The success of appliance and equipment efficiency standards is clear: for example, a typical new refrigerator today uses 70% less energy than a typical refrigerator sold in the early 1970s. Moreover, ACEEE estimates that in 2020, existing standards enacted up to and including products in the Energy Independence and Security Act (EISA) of 2007 will:

  • Save about 6 quadrillion BTUs of energy – accounting for almost 6% of projected national energy use in 2020;
  • Save about 500 billion kWh – or almost 12% of projected electricity consumption in 2020;
  • Reduce peak load by about 153,000 MW – equal to over 15% of projected U.S.peak capacity in 2020, and;
  • Cut annual carbon dioxide emissions by 386 million metric tons – equivalent to 154 average coal-fired power plants.[ii]

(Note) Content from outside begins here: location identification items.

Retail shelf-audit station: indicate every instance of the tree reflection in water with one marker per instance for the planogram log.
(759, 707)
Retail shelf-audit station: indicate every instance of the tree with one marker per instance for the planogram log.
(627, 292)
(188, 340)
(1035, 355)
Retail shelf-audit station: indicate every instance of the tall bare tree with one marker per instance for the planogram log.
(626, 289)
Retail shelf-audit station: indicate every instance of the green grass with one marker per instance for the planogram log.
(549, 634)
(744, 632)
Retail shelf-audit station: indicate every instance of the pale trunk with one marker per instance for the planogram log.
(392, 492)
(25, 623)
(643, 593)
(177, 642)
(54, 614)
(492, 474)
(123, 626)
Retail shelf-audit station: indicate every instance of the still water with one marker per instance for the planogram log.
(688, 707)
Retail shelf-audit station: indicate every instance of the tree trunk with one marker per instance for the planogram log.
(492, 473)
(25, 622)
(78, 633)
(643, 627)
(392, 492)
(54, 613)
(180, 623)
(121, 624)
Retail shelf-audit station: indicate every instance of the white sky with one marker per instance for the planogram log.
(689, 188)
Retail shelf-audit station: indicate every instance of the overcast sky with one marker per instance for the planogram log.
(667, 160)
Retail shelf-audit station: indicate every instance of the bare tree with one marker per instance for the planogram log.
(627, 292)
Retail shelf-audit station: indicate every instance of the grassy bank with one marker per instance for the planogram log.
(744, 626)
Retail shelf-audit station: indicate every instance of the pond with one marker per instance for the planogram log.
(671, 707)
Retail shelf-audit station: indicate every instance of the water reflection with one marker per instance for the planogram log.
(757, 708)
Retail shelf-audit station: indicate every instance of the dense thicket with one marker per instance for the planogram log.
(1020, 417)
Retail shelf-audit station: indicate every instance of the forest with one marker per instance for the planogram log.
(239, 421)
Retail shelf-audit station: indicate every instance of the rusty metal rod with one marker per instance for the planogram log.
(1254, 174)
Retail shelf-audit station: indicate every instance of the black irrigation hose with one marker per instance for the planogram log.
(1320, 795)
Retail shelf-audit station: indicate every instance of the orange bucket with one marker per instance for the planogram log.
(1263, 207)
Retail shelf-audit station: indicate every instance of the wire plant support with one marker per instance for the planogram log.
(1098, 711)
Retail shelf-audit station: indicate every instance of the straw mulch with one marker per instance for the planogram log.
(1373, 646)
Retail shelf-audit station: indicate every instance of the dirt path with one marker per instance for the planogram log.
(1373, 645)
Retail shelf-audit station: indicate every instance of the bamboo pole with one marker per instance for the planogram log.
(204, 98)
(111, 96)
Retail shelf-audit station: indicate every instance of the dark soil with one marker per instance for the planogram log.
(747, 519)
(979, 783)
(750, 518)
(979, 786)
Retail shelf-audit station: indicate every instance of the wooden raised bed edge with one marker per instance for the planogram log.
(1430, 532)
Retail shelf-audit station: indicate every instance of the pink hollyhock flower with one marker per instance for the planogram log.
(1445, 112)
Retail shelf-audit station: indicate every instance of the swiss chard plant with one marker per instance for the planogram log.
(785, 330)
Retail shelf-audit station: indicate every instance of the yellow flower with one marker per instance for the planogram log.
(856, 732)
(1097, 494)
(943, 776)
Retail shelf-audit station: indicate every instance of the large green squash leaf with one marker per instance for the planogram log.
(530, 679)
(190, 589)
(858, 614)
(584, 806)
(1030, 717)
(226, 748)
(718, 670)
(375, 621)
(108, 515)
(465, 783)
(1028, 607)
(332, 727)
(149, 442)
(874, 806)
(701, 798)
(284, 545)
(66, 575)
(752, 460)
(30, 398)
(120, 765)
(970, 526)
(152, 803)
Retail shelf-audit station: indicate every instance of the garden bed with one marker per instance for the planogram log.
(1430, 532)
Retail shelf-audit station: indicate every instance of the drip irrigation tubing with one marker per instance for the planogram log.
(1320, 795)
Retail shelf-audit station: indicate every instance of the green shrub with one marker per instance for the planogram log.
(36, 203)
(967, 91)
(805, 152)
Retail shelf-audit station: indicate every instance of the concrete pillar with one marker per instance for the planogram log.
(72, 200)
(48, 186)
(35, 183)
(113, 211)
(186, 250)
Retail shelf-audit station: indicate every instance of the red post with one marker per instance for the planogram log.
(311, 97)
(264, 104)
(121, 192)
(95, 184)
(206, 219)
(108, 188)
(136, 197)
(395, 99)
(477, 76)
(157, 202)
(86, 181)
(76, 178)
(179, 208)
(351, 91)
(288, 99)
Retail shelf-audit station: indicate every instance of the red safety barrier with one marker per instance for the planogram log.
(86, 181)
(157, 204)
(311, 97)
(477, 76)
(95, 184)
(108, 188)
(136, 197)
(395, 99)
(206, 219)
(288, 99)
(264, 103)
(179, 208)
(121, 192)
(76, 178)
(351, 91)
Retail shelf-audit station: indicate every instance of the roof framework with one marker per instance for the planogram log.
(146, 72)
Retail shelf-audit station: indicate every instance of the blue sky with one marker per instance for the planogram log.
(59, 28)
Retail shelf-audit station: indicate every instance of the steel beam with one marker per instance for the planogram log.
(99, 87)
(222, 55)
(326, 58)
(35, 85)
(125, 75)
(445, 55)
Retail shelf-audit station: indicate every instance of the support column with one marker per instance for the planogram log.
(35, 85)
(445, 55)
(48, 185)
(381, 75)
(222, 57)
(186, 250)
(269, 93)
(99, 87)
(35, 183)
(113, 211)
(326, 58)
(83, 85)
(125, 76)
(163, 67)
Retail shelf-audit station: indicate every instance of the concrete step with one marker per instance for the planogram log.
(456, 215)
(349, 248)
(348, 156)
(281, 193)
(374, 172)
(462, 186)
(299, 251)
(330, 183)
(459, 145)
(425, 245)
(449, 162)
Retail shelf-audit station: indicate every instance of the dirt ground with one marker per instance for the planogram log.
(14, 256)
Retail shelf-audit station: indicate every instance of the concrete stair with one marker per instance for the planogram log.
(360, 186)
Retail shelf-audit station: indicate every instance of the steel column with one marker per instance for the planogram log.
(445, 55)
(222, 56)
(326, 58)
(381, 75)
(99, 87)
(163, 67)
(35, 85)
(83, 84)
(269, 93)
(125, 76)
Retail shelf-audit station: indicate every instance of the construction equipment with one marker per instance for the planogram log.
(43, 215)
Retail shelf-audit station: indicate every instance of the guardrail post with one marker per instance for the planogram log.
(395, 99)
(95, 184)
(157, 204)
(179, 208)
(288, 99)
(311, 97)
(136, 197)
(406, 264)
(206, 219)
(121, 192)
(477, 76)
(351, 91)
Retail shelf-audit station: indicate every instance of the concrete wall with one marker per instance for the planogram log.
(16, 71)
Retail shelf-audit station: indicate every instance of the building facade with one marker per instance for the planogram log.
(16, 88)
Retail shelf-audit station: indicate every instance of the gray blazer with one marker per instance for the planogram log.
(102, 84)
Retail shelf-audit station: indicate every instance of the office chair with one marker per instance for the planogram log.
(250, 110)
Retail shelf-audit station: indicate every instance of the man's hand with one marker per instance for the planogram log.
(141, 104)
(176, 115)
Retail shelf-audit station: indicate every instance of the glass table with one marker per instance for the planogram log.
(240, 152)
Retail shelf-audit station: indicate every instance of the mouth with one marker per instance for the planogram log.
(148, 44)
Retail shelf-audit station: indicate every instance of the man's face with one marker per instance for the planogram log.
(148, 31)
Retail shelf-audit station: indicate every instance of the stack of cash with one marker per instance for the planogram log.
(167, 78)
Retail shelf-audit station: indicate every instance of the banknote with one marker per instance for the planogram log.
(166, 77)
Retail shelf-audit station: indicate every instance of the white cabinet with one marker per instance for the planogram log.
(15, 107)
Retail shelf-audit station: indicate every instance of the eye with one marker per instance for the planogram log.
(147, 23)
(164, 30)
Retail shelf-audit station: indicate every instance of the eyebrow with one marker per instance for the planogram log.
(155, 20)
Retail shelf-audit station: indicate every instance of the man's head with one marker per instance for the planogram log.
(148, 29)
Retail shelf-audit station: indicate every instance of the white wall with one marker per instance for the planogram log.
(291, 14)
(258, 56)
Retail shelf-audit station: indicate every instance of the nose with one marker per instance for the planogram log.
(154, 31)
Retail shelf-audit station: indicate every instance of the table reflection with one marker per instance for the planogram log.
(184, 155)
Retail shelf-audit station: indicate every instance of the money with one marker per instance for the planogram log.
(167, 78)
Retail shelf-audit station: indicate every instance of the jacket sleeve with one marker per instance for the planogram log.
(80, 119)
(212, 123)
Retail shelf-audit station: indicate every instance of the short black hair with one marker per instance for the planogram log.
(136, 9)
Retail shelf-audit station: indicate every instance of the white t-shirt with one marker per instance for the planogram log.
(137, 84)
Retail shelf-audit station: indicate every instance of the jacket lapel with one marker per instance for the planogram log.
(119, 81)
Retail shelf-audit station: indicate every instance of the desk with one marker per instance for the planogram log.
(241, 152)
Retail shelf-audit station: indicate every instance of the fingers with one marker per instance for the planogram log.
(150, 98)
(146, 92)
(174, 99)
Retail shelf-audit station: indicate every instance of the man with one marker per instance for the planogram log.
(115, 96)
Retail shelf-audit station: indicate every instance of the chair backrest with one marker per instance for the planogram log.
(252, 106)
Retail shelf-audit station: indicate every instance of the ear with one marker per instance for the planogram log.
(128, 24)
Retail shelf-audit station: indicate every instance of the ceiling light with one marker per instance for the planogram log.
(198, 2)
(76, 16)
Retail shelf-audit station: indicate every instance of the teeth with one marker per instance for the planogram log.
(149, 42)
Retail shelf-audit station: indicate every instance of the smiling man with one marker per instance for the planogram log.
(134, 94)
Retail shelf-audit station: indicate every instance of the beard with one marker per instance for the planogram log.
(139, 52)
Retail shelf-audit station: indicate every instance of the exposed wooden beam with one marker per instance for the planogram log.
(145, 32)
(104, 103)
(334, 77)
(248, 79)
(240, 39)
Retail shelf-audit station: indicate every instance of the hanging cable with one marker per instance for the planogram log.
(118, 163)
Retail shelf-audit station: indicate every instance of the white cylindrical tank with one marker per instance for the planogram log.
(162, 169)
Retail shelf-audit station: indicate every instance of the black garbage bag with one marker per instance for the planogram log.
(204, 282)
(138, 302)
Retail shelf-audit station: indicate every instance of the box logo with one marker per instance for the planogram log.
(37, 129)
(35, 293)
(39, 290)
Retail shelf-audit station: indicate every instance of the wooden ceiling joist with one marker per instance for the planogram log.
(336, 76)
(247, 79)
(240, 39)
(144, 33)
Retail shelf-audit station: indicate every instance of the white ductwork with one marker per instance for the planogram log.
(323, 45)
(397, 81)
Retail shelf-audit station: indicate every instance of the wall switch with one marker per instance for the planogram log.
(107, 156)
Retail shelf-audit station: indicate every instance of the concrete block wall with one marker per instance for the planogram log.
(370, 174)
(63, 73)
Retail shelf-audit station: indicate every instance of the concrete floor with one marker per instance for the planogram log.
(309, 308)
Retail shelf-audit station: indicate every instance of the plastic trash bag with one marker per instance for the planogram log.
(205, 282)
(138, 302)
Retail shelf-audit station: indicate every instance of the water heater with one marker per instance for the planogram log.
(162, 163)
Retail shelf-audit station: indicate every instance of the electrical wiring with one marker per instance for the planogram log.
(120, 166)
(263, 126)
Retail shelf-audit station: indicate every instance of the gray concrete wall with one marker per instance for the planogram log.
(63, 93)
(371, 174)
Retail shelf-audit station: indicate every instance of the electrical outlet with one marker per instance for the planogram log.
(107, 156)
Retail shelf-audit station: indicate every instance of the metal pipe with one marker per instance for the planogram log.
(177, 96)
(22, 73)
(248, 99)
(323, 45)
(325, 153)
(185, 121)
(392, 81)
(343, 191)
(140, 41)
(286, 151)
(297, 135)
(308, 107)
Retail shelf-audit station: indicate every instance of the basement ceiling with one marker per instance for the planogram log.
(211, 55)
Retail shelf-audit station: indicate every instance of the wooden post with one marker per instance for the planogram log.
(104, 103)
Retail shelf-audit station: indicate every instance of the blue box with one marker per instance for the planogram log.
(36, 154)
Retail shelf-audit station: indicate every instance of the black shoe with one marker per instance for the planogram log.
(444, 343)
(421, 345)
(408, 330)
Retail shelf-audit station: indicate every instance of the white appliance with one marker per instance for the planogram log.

Developing and updating appliance and equipment efficiency standards is a continuous process. For example, EISA 2007 contained new standards for 10 products (including light bulbs, clothes washers, dishwashers, and electric motors). Meanwhile, the list of products for which the DOE is required to develop new standards by January 2013 is comprised predominantly of products with existing standards in need of updating. Successful standards programs, however, require good testing methods – ones that are unambiguous, easy to use, and relevant to how products are used. The U.S.needs greater investment in revising testing methods and standards which encourage new approaches (e.g., heat pump and solar water heaters), and to assure that standards are based upon typical actual use patterns.


[ii]This estimate assumes an average coal power plant with a generation capacity of 400 MW, operating at 70% capacity over the course of one year (8,760 hours). Coal power plants on average emit just over one metric ton of carbon dioxide (1.02 MT/MWh, or 2249 lbs/MWh) per MWh generated.